On Sat, 27 Jun 2020 04:13:04 +0100 Matthew Wilcox <willy@xxxxxxxxxxxxx> wrote:

> On Fri, Jun 26, 2020 at 02:23:03PM -0700, Tim Chen wrote:
> > Enlarge the pagevec size to 31 to reduce LRU lock contention for
> > large systems.
> >
> > The LRU lock contention is reduced from 8.9% of total CPU cycles
> > to 2.2% of CPU cyles. And the pmbench throughput increases
> > from 88.8 Mpages/sec to 95.1 Mpages/sec.
>
> The downside here is that pagevecs are often stored on the stack (eg
> truncate_inode_pages_range()) as well as being used for the LRU list.
> On a 64-bit system, this increases the stack usage from 128 to 256 bytes
> for this array.
>
> I wonder if we could do something where we transform the ones on the
> stack to DECLARE_STACK_PAGEVEC(pvec), and similarly DECLARE_LRU_PAGEVEC
> the ones used for the LRUs.
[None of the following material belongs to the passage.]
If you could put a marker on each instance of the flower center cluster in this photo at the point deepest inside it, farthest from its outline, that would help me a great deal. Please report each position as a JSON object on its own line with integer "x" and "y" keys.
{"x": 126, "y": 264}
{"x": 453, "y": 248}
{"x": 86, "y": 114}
There's plenty of space in the header to
> add an unsigned char sz, delete PAGEVEC_SIZE and make it an variable
> length struct.
>
> Or maybe our stacks are now big enough that we just don't care.
> What do you think?

And I wonder how useful CONFIG_NR_CPUS is for making this decision.
Presumably a lot of general-purpose kernel builds have CONFIG_NR_CPUS
much larger than the actual number of CPUs.

I can't think of much of a fix for this, apart from making it larger on
all kernels, Is there a downside to this?